If you smoke as a teenager, your likelihood of drinking too much alcohol as an adult goes up. Researchers have known about this link between nicotine and alcohol consumption for a while. But a new study by researchers at Tel Aviv University shows what’s really going on in the brain (of rats, at least).

“Previously, it was believed that the mere consumption of nicotine during adolescence could trigger the use of other drugs — cocaine, heroin and alcohol,” explained Dr. Seggey Barak, who lead the research team at TAU’s School of Psychological Sciences and Sagol School of Neuroscience.

Now the picture is clearer: It’s actually the memory of smoking tobacco as a teen that alters the brain’s reaction to alcohol as an adult. And it doesn’t matter if there’s been a prolonged period of nicotine withdrawal; the research indicates that these nicotine “memories” still lead to a tendency toward heavier drinking later in life.

Nicotine apparently triggers a decrease in the expression of a growth factor called GDNF in the brain’s pleasure center. GDNF regulates alcohol consumption. “We assume that this drop in GDNF following the retrieval of nicotine memories leads to loss of control, thus boosting drinking,” said Barak.

The researchers used rats to test the nicotine-alcohol connection. First they installed a self-serve alcohol dispenser that the rats could operate by pressing a lever. Left on their own, the rats would consume the equivalent of about one to two glasses of wine during a two-hour session.

“The rats eagerly drink alcohol,” commented Yossi Sadot-Sogrin, who contributed to the research.

The researchers then divided the rats into two groups. Group 1 received nicotine during adolescence in one chamber, then drank their alcohol as adults in a different chamber from where they got their nic-fix.

Group 2 received their nicotine as teens and then their alcohol as adults in the same nicotine-associated chamber.

The rats who “smoked” and drank in the same place consumed the equivalent of four glasses of wine “and even more,” said Koral Goltseker, who collaborated on the study.
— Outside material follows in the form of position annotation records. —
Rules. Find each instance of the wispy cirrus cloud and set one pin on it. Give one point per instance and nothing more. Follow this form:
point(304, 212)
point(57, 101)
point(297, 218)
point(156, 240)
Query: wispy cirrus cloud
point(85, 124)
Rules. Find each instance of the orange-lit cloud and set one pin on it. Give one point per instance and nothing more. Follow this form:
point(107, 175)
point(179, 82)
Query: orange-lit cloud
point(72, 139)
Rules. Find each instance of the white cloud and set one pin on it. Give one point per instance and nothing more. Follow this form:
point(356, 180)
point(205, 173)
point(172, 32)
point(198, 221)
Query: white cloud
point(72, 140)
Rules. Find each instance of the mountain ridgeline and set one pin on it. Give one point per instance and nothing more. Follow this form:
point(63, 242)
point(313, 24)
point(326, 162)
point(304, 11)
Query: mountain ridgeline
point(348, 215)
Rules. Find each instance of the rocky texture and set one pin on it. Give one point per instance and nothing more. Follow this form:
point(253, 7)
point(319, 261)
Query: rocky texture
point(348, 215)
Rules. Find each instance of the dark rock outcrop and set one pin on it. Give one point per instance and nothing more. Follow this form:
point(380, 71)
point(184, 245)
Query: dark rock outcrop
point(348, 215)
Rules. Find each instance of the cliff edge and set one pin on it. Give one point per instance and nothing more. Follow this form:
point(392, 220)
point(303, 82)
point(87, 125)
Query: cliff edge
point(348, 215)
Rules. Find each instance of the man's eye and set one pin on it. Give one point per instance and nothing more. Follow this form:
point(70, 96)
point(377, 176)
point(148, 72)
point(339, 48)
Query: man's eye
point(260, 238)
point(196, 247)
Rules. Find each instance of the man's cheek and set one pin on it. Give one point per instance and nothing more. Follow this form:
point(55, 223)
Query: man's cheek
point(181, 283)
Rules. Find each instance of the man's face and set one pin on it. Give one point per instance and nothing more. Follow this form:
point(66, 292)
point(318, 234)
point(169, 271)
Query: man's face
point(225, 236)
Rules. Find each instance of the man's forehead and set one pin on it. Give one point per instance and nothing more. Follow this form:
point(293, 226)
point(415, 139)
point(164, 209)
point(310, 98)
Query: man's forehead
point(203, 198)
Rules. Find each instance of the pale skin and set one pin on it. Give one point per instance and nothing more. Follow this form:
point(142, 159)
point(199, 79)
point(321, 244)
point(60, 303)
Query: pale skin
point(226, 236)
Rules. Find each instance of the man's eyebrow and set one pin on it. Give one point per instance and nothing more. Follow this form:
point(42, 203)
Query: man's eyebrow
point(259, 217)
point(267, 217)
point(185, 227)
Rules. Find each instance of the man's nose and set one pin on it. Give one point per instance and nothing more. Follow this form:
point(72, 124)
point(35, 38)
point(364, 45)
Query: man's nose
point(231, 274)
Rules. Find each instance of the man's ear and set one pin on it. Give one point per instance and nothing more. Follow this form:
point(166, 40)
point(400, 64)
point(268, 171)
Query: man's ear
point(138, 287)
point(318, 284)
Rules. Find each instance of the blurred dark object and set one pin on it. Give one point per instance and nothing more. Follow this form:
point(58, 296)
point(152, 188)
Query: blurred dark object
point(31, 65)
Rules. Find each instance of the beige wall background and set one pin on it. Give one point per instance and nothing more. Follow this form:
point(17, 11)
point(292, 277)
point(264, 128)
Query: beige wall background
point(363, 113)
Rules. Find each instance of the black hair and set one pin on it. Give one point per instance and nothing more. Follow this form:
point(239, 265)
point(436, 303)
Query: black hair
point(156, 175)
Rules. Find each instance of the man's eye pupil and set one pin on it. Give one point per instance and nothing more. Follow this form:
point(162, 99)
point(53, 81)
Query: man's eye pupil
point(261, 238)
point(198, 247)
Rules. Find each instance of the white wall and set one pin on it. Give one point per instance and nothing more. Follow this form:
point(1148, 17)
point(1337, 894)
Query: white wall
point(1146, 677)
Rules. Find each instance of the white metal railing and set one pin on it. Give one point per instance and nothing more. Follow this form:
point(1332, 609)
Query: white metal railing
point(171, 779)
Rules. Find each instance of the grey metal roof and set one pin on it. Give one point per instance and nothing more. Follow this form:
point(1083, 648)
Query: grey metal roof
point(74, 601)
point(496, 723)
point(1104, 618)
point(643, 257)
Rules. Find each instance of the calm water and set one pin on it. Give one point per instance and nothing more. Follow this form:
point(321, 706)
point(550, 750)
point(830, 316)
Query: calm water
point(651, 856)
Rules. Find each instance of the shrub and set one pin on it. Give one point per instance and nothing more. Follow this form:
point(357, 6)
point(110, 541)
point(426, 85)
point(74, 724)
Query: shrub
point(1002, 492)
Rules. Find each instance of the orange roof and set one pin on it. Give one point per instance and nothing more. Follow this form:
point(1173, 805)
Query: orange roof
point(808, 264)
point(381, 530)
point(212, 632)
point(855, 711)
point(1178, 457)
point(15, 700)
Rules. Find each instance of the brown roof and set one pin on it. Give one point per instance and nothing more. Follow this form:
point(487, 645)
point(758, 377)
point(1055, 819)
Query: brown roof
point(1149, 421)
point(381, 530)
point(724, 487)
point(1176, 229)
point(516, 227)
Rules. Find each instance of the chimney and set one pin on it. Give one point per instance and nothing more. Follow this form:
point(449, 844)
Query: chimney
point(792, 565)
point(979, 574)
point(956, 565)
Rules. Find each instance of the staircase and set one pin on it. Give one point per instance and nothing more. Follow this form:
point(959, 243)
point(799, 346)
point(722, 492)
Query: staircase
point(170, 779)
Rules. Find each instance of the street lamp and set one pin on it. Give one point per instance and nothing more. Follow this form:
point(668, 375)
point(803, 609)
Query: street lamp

The memory of the nicotine, it seems, was strong enough to evoke the change.

Other than watching rats smoke and drink, what’s the practical result of such testing? “If we can prevent these brain changes, we hope we can prevent the long-term increase in alcohol consumption,” said Barak. “It will also teach us a lot about the brain mechanisms that lead to alcoholism.”

We’d say that’s something to toast to, but not if you’ve got a history of smoking, please.